Progressive Muscle Relaxation
Our body’s survival system was developed during a vastly different time. Our fight/flight response was developed during a time that we were needing to be on the lookout for tangible stressors such as predators and rival tribes. While many of us do not encounter things like these anymore on a daily, our survival systems are much, much slower to adapt.

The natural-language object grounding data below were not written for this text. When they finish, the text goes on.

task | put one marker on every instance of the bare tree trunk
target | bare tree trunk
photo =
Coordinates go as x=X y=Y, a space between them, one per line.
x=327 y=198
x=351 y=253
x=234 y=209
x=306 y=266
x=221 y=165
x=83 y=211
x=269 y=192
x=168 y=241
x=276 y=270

Meaning our body doesn’t always know what to do with the current stressors that we experience. There are many times that we may leave various stressors like work, social interaction, watching the news, online activity, etc. but we still carry the stress with us. Due to how connected we are these days thanks to technology and social media, there is rarely a clear, distinct ending to our stressors as there has been in the past. So, our bodies continue to carry the stress and stay in fight/flight much longer than we need to.
This can look like anxiousness, rumination, worry, fearfulness, hyper-vigilance, and paranoia.
One thing that could be a potential coping skill to use during these times is progressive muscle relaxation. This practice helps mimic fighting for the body, which can help signal that we can move out of stress. It helps our bodies feel as if we are doing something to keep ourselves safe from the stress we are experiencing.
This practice can look a couple of different ways and you can find videos on YouTube to help guide you through this practice. One way is to take a deep breath in for 4 counts and tense all the muscles in your body, hold this position for 8 counts, and then slowly exhale and relax your muscles for 8 counts. Do this until you start to feel an overall relaxation within the body. Another way is to do similar counts and inhale/exhales, but, instead of tensing the whole body, you can progress through various muscle groups in the body. Maybe start at the top of the body and slowly work your way down as you take deep breaths in and out. Or start in the middle or lower parts of the body, whatever feels natural.
If you are an athlete, you know how physical excise can calm your nerves. This is a great alternative if you are in a situation where you aren’t able to do your preferred exercise.
So, if you find yourself carrying a lot of stress lately, give progressive muscle relaxation a shot. It’s a coping skill you can use anywhere at any time and just may be the signal your body is needing to finally move through the stress you’ve been carrying.